As geleiras, torres de água doce do mundo, continuam derretendo aceleradamente e não há perspectivas de que esta situação se reverta. A taxa média de derretimento mais do que duplicou entre 2004 e 2006, informou o Serviço Mundial para a Vigilância das Geleiras (WGMS, sigla em inglês), com sede na Universidade de Zurique, na Suíça. “As últimas cifras são parte do que parece ser uma acelerada tendência sem um fim à vista”, disse o diretor da WGMS, Wilfried Heberli.
O rápido derretimento das geleiras é um claro indício de que a mudança climática se consolidou e milhões de pessoas, se não milhares de milhões, serão afetadas, alertou o diretor-executivo do Programa das Nações Unidas para o Meio Ambiente (Pnuma), Achim Steiner. As geleiras alimentam os rios dos quais depende a sobrevivência de muitas pessoas: por exemplo, 360 milhões dependem do rio Ganges, na Índia, e 388 milhões do Yangtze, na China.

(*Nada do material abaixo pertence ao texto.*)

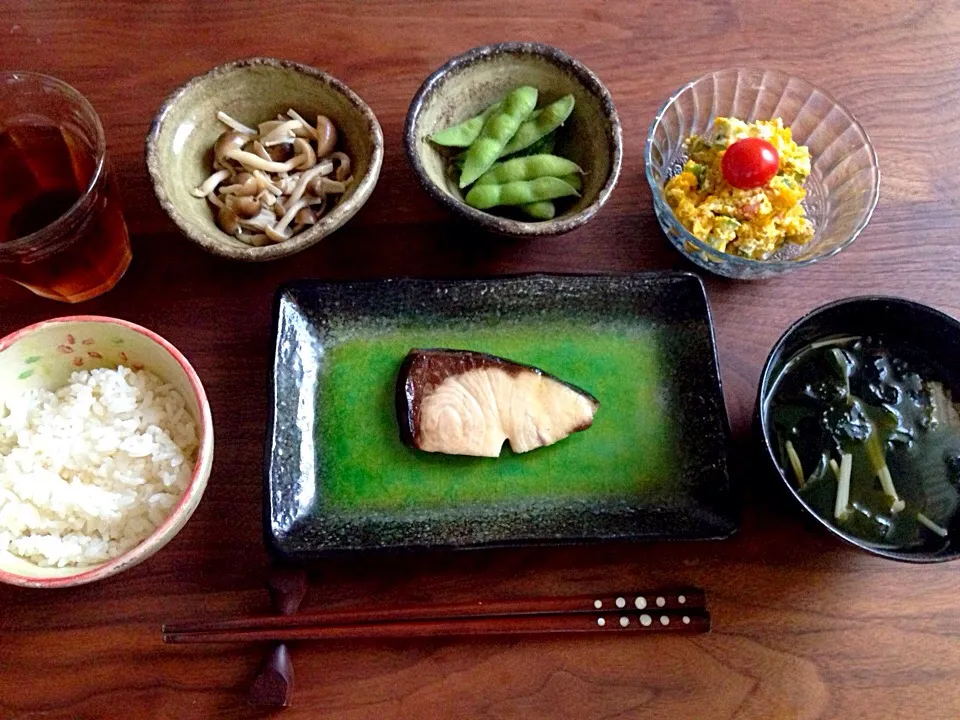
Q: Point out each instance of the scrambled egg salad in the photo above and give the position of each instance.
(750, 223)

Um fluxo menor de água dificultará o crescimento dos cultivos nessas zonas e em outras partes do mundo.
O rápido derretimento das geleiras também produz inundações e aumento do nível do mar. Em média, há um metro cúbico de água doce em cada 1,1 metro de gelo de geleira. O WGMS acompanha de perto a história das geleiras e possui informação contínua sobre as mudanças médias da espessura do gelo ocorridos desde 1980, tomando como referência 30 destas gigantescas massas de água congelada acumuladas nos cumes das cordilheiras.
A perda de gelo em 2006 foi particularmente alta, perto do triplo da registrada em 2005. No total, desde 1980, as geleiras sofreram uma perda líquida de 11,5 metros em espessura. Esta redução é claramente visível em muitas partes do mundo. Algumas das mais drásticas reduções aconteceram na Europa. A geleira Breidalblikkbrea, na Noruega, perdeu em espessura cerca de 3,1 metros apenas em 2006. Estudos recentes indicam que a maioria das geleiras da América do Sul, da Colômbia ate o Chile e Argentina, vêem seu volume diminuir de maneira acelerada.

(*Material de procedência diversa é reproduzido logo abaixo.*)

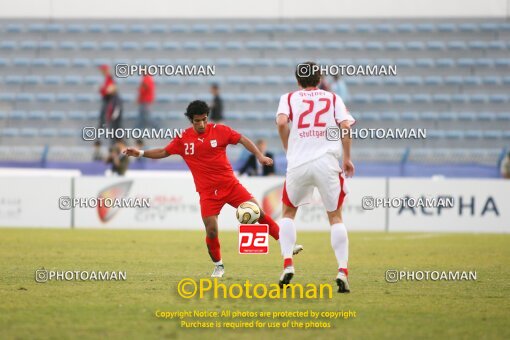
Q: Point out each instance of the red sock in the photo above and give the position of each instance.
(213, 246)
(274, 229)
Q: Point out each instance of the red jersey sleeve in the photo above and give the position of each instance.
(229, 135)
(174, 147)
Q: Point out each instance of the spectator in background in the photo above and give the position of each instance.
(111, 108)
(254, 168)
(324, 85)
(217, 104)
(505, 167)
(339, 87)
(140, 145)
(117, 159)
(146, 94)
(97, 155)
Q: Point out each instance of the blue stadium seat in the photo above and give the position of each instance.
(421, 98)
(364, 28)
(212, 45)
(64, 97)
(171, 45)
(415, 45)
(425, 28)
(343, 28)
(404, 63)
(233, 45)
(424, 62)
(499, 98)
(45, 97)
(404, 28)
(374, 45)
(446, 27)
(158, 28)
(456, 45)
(492, 134)
(68, 45)
(435, 45)
(22, 62)
(353, 45)
(9, 132)
(395, 45)
(496, 45)
(224, 62)
(54, 28)
(75, 28)
(302, 28)
(473, 134)
(36, 28)
(401, 98)
(221, 28)
(14, 28)
(29, 132)
(137, 28)
(32, 80)
(502, 116)
(242, 28)
(26, 97)
(72, 80)
(466, 116)
(333, 45)
(96, 28)
(410, 116)
(468, 27)
(60, 62)
(489, 27)
(130, 45)
(109, 45)
(191, 45)
(117, 28)
(28, 45)
(18, 115)
(88, 45)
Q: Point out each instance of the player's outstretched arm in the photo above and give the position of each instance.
(283, 129)
(347, 165)
(153, 153)
(250, 146)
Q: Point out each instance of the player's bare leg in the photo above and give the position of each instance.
(287, 243)
(340, 245)
(213, 244)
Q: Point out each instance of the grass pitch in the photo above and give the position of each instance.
(155, 261)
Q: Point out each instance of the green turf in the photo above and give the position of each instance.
(156, 260)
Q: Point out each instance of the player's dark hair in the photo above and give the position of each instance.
(308, 76)
(196, 108)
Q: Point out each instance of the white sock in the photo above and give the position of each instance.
(340, 244)
(287, 236)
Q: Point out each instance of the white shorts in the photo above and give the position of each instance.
(325, 174)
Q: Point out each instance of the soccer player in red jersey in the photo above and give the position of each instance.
(203, 148)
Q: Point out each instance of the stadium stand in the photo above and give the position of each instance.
(453, 79)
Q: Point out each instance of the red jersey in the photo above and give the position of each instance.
(206, 156)
(146, 90)
(108, 80)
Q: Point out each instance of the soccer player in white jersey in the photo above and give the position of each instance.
(308, 121)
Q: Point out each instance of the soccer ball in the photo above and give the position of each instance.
(248, 213)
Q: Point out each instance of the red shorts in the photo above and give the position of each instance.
(234, 195)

Quase todas as geleiras nos Estados Unidos também estão diminuindo, disse William Bidlake, especialista do Instituto Geological Survey, do Estado de Washington. “Houve uma queda geral desde os anos 50”, acrescentou Bidlake à IPS. Diante do aumento das temperaturas do planeta, as geleiras se desfazem nas montanhas mais altas e frias. “Estamos presenciando uma situação que não ocorreu em milhares de anos”, afirmou. São as geleiras que mantêm a água de muitos rios norte-americanos durante os meses de verão.

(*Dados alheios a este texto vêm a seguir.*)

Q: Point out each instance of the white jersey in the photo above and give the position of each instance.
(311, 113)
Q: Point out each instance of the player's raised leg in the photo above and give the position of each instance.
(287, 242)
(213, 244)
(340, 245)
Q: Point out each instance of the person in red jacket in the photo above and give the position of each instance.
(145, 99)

O rígido inverno experimentado em muitas partes do hemisfério norte este ano pouco fez para deter o desaparecimento das geleiras, disse Richard Alley, pesquisador da Universidade do Estado da Pennsylvania (nordeste). O clima de inverno este ano, mais frio e com mais neve que o habitual, levou alguns a sugerir que o aquecimento global havia diminuído. Mas, mesmo este ano sendo mais frio que o anterior, a tendência geral dos últimos 30 anos demonstra que as temperaturas estão subindo, explicou Alley. As geleiras continuarão derretendo. As contínuas perdas de gelo na Groenlândia têm o potencial de aumentar o nível do mar sete vezes, acrescentou.
Enquanto isso, uma importante reunião entre os 20 maiores emissores de gases causadores do efeito estufa, responsáveis pelo aquecimento do planeta, fracassou domingo, no Japão. Uma vez mais, as nações do Norte não chegaram a um acordo com as do Sul em desenvolvimento sobre como reduzir as emissões. Os principais países industrializados mais os emergentes como Brasil, China, Índia e Indonésia, são responsáveis por cerca de 80% de todas as liberações de gases que causam o efeito estufa.
Faltam apenas 18 meses para a próxima reunião da Convenção Marco das Nações Unidas sobre Mudança Climática, que acontecerá em Copenhague, e na qual os governos deverão acordar um novo regime para a redução de emissões quando vencer, em 2012, o Protocolo de Kyoto, único instrumento atual contra o aquecimento global. Cientistas em todo o mundo afirmam que este novo regime deveria reduzir as emissões entre 25% e 40% até 2020, pois somente dessa maneira seria possível evitar um efeito catastrófico no planeta. Se não se conseguir um acordo internacional em 2009, “do mesmo modo que as geleiras, nosso espaço de manobra e a oportunidade de agir simplesmente desaparecerão”, alertou Steiner.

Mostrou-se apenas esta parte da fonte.